By Isaac Chandler
November 30, 2019
Dignitas has been quiet since the team announced the $2.3 million, two-year extension deal for Huni. It seems players began demanding significantly higher salaries to match what he got.
We discussed a short time after whether or not Huni was really worth the price Dignitas had paid for him, a piece that at the time led us to the conclusion, although a big risk, it could pay off with the right team.
The team has been struggling to pick-up more players due to blowing nearly a third of their yearly budget for the next two years on Huni’s salary, a decision that could see the team end up with a less than ideal roster.
So, once again, the question arises. Is Huni worth what Dignitas paid?
After digging deeper into the data and pouring over stats, we’ve concluded: Huni is worth the value he’s getting paid to stay on Dig.
Let’s start with the Spring Split this year. Huni’s team struggled hard in the Spring, going only 5-13 on the split due to a combination of factors, though none really at the fault of Huni himself.

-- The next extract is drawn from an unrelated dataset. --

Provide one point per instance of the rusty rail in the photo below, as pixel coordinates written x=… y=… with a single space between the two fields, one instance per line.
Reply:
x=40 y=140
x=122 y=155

Still, looking at his stats shows how well he performed as an individual despite the cards laid to him. Even as an individual Huni performed alright. Setting aside players who played a handful of games all split, Huni averaged 2.11 kills per game. He ranked fifth overall among the league’s top laners, while his deaths were the highest at 2.94 per game.
He did better in assists at 4.44 a game, fourth highest in top-lane. His overall KDA was the second-lowest behind Dhokla. He averaged the highest kill participation in his role at 64.8% of all his teams kills.
His CS per game is middle of the pack at 291.5 per game, while his CSPM (CS per minute) is the third-lowest of all tops. Overall, it was an average if not below-average split, but the LCS is a two-split system, so let’s look at how the Summer went for Huni.
Again not counting for players who only played a handful of games (at least six or a third of the split), Huni ranked third in kills this split for top laners at 2.72 per game, while his deaths were precisely in the middle of the pack at 2.33 per game.
He maintained his spot at number four in assists with 4.56 per game, and leap-frogged to the top-three in KDA with a 3.12 score per game.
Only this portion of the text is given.